Bekle dedi
gitti
Ben beklemedim
O da gelmedi.
Ölüm gibi bir
şey oldu
Ama kimse
ölmedi.
Özdemir Asaf
Genç adam
beklemekten vazgeçti sonunda. Oysa ne yüce bekliyordu; canını 9 ay 15 gün
rahminde taşımış da ayrı bir beden olmasını bekliyormuş gibi bekliyordu. Ne
umutlu bekliyordu biliyor musun? Gelecek güzel günleri bekler gibi bekliyordu.

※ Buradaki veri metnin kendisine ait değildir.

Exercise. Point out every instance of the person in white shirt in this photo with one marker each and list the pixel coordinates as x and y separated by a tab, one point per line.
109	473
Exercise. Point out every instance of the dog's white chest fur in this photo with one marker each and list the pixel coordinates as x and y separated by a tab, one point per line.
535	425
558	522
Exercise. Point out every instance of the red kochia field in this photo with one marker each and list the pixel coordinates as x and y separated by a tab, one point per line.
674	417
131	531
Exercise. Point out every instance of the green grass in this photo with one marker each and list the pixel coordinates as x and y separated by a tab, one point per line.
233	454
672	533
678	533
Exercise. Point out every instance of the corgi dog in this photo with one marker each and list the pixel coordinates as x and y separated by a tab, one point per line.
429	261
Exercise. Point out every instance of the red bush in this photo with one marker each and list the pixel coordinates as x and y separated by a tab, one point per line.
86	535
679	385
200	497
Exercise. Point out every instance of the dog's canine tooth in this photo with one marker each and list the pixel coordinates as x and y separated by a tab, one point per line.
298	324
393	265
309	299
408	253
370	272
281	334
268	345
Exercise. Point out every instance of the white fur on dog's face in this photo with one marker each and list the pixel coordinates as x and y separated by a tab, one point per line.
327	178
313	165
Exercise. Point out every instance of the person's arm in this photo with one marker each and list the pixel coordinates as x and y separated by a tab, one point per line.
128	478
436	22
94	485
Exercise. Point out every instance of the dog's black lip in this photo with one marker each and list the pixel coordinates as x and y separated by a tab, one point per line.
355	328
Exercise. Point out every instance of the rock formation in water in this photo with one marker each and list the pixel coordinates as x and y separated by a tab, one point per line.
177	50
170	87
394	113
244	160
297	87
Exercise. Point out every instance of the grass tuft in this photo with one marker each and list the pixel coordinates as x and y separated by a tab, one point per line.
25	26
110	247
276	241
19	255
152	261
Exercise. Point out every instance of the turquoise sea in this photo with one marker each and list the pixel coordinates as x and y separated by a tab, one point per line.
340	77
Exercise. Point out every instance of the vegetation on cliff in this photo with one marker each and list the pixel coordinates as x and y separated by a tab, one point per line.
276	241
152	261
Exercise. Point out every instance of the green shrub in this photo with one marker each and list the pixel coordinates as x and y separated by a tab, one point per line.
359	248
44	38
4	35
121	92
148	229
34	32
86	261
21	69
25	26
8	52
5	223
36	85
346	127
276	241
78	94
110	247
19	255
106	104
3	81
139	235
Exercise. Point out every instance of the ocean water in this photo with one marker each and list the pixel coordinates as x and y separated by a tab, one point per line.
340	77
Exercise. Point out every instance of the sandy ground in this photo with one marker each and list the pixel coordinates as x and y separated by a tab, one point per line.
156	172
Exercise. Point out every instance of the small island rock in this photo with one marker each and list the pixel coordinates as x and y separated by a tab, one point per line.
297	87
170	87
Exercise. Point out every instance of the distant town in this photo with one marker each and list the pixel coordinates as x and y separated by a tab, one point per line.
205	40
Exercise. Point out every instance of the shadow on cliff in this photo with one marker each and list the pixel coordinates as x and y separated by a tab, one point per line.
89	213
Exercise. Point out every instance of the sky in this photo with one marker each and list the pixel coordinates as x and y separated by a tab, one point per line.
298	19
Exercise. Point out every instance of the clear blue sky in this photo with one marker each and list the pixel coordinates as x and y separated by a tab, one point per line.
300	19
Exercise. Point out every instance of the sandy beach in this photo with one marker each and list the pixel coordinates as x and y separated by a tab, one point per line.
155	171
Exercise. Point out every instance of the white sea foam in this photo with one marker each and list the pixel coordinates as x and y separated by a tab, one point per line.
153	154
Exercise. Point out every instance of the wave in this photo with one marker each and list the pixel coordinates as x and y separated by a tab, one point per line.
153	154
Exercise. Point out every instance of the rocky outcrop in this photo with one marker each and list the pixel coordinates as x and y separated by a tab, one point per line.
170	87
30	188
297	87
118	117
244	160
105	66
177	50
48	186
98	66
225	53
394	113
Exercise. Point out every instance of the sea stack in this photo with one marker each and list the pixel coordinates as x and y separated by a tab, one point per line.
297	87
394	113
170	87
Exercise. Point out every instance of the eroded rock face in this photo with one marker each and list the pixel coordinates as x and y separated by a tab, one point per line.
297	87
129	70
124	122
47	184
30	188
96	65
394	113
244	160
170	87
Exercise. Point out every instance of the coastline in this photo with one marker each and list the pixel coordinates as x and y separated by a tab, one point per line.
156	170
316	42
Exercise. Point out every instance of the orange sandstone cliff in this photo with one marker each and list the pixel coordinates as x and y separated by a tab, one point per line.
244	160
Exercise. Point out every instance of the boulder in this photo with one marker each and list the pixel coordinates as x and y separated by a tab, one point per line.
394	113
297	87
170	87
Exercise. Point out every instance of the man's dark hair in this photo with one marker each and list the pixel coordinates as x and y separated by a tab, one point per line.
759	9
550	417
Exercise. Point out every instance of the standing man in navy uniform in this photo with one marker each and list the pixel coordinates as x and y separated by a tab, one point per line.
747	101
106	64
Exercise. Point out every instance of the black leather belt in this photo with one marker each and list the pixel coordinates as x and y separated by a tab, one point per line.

Nereden geleceğini hep tahmin ederdi. Doğru yöne baktı. Ama gelmeyeceğini hiç
tahmin etmemişti.
“Beklemek”
dedi, “beklemek”. Güzel olan sadece beklemenin sonu değil, bu eylemin kendisi
dahi muazzam bir şey diye düşündü. Ama bunu muazzam yapan beklenenin
gelmesiydi, beklemenin muazzamlığı gelmeyeceği şüphesi kalbe düşene kadardı; bilmiyordu,
gelmedi. Tam bunu idrak edeceğini
anladığı anda kendini uçurumdan aşağıya bıraktı. Kendini bıraktığı an istediği
şey bedeninin boşluğa dalıp zihnini yanına almamaktı; başaramadı. Her şey
hiçbir zaman olmayan berraklığıyla zihnindeydi.
İnsanların
sağında yürüyemezdi mesela; oysa şimdi razıydı. Çay bardağını tutuşunu
garipsediği aklına geldi; çay bardağında bırakılan dudak payı kadar uzak
kalamazdı gözlerine; kaldı, tükendi.
Düşerken
ya kolundan tutmasını ya da aklından çıkmasını istiyordu; tutmadı, çıkmadı.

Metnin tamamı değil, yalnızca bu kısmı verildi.